Like Sheep to the Slaughter

The full story is a bit more complicated than this, of course, but the fundamentals do not change. Entrepreneurs were often not unwilling adopters of the get-big-fast strategy. As a group, entrepreneurs are optimistic and in a hurry. So when their financial backers and potential underwriters urged them to go for it fast, many entrepreneurs were happy to do exactly that.

After Amazon.com got an 18-month lead on its old economy competitors, VCs and entrepreneurs were alerted to a potential opportunity in every other product category.

This was the game, and entrepreneurs quickly perceived it. The bubble had created perverse incentives. For example, when online retailers spent many times the amount of their bricks and mortar competitor, the financial market rewarded them. An additional dollar of sales to the online retailer (even if purchased for $100 to acquire the customer) was worth $300 to them in the valuation of their firm on the public market. So while it made no economic sense to spend that much to acquire a customer, it made short-term financial valuation sense. Of course, when the bubble burst and the online retailer was left with high costs and little revenue, it soon went under and the financial value of the firm went to zero.

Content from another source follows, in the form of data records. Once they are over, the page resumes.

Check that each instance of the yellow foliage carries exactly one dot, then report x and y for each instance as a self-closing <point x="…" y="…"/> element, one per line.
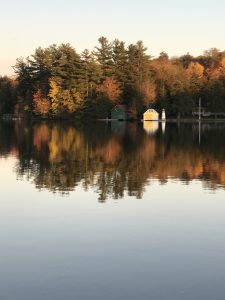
<point x="195" y="70"/>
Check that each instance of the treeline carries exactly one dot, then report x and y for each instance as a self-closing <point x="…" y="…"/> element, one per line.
<point x="58" y="82"/>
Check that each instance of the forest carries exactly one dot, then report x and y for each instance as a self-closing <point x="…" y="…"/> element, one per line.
<point x="58" y="82"/>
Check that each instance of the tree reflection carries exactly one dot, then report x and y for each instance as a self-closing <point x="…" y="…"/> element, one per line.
<point x="114" y="159"/>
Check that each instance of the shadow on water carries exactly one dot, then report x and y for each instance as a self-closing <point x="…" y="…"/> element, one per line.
<point x="115" y="158"/>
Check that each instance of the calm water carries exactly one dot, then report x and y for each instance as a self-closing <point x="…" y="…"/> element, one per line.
<point x="112" y="212"/>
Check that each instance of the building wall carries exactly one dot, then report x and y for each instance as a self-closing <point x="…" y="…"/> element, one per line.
<point x="150" y="116"/>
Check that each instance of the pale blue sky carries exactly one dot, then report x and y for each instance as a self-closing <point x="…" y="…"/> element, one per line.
<point x="175" y="26"/>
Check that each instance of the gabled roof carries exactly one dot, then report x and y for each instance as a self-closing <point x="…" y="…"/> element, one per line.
<point x="151" y="110"/>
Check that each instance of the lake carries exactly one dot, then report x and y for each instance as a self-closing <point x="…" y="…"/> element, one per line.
<point x="112" y="211"/>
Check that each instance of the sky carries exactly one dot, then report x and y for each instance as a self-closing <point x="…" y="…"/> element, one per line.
<point x="174" y="26"/>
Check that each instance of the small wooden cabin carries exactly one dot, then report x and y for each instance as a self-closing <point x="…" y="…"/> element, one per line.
<point x="151" y="115"/>
<point x="120" y="112"/>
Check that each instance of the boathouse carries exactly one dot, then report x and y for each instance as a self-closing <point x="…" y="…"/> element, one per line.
<point x="151" y="115"/>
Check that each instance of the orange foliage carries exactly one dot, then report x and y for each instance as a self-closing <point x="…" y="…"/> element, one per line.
<point x="41" y="105"/>
<point x="110" y="89"/>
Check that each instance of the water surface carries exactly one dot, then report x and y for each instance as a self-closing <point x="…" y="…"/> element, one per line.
<point x="112" y="211"/>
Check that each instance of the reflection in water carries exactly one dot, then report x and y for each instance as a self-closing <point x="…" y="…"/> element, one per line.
<point x="151" y="127"/>
<point x="115" y="157"/>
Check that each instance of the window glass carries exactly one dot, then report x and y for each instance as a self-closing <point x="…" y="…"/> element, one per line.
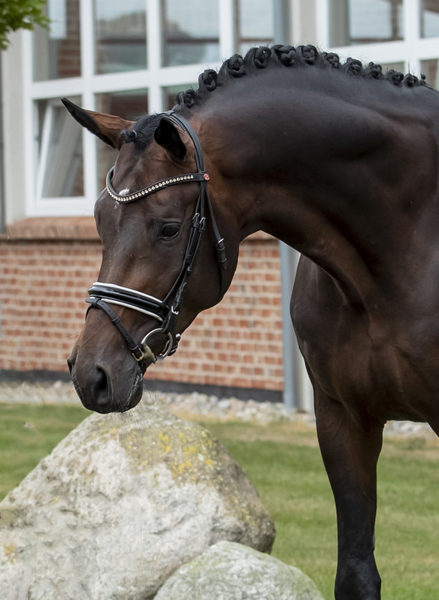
<point x="429" y="18"/>
<point x="131" y="105"/>
<point x="60" y="161"/>
<point x="190" y="32"/>
<point x="120" y="34"/>
<point x="57" y="51"/>
<point x="260" y="23"/>
<point x="365" y="21"/>
<point x="431" y="70"/>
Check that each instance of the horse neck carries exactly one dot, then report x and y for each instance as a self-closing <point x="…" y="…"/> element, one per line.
<point x="331" y="177"/>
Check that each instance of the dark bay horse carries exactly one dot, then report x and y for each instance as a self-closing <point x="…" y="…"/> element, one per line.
<point x="339" y="161"/>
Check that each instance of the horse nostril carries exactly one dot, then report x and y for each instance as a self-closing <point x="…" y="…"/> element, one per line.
<point x="101" y="388"/>
<point x="70" y="364"/>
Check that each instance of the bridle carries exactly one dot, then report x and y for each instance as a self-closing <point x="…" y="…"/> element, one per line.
<point x="165" y="311"/>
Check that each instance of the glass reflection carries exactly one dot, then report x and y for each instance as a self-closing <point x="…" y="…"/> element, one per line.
<point x="260" y="23"/>
<point x="429" y="18"/>
<point x="190" y="32"/>
<point x="57" y="51"/>
<point x="431" y="70"/>
<point x="365" y="21"/>
<point x="130" y="105"/>
<point x="120" y="34"/>
<point x="60" y="160"/>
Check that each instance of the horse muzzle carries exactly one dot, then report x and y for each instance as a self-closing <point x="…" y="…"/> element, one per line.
<point x="104" y="388"/>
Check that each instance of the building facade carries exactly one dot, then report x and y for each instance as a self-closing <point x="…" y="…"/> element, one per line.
<point x="129" y="58"/>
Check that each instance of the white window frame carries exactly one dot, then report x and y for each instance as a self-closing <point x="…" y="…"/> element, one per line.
<point x="410" y="51"/>
<point x="155" y="78"/>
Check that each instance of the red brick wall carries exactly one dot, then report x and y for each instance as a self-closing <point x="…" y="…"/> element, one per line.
<point x="43" y="284"/>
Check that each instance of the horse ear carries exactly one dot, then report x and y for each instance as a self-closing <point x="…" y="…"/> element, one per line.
<point x="106" y="127"/>
<point x="168" y="136"/>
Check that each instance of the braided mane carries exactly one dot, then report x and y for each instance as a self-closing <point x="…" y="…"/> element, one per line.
<point x="288" y="56"/>
<point x="256" y="60"/>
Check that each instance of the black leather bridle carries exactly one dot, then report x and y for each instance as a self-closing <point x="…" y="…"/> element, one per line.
<point x="165" y="311"/>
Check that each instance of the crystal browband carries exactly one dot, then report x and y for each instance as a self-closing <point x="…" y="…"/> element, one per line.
<point x="152" y="188"/>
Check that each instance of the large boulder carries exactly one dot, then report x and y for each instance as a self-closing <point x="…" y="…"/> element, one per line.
<point x="119" y="505"/>
<point x="230" y="571"/>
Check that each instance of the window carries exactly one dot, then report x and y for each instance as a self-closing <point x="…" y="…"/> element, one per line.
<point x="120" y="34"/>
<point x="60" y="161"/>
<point x="431" y="70"/>
<point x="260" y="23"/>
<point x="190" y="32"/>
<point x="131" y="105"/>
<point x="365" y="21"/>
<point x="57" y="52"/>
<point x="429" y="18"/>
<point x="139" y="55"/>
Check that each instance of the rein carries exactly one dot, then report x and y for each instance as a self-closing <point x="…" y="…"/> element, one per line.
<point x="165" y="311"/>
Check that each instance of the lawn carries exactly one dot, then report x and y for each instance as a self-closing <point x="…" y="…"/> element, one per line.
<point x="284" y="464"/>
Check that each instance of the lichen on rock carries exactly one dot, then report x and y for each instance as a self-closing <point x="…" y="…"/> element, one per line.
<point x="119" y="505"/>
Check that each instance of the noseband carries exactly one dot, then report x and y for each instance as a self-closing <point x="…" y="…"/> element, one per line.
<point x="165" y="311"/>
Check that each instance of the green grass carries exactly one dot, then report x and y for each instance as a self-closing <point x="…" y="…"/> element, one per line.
<point x="29" y="432"/>
<point x="284" y="464"/>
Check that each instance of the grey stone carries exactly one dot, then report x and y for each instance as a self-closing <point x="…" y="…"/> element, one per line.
<point x="119" y="505"/>
<point x="230" y="571"/>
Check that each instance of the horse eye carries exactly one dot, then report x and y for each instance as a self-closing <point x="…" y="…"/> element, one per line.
<point x="166" y="230"/>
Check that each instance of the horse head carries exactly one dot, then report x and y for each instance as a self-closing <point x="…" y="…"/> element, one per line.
<point x="164" y="260"/>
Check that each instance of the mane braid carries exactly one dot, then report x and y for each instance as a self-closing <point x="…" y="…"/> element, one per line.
<point x="289" y="56"/>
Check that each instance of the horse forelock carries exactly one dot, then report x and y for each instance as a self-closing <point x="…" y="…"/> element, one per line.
<point x="258" y="59"/>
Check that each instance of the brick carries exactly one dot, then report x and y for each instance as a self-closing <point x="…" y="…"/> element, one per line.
<point x="42" y="290"/>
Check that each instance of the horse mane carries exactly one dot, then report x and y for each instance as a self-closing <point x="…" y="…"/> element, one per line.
<point x="255" y="60"/>
<point x="264" y="57"/>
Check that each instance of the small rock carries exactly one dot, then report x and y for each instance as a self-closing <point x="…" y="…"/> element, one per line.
<point x="230" y="571"/>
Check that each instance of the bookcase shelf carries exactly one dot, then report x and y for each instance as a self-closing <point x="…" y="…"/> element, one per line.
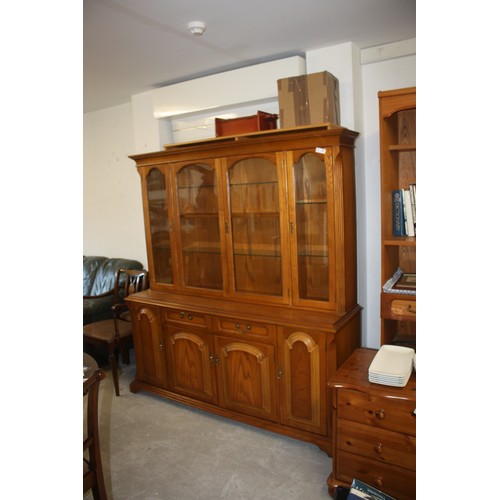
<point x="398" y="149"/>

Further, for an entrepreneur, the biggest question about a get-big-fast strategy is whether or not he or she can get it funded. Lots of capital is required. In normal times, the capital markets are reluctant to put large sums behind a novel idea, no matter how attractive the idea and the entrepreneurs who are sponsoring it. But during the bubble, money was readily available, so numerous entrepreneurs who wouldn't have considered the strategy because they couldn't finance it, suddenly saw money available and pursued the strategy.

But nothing that entrepreneurs did changes in any way the fundamental point—that in the rush to get to the public market, VCs and bankers pressed on entrepreneurs an inappropriate strategy, which in the end doomed the companies and their late stage investors to financial disaster.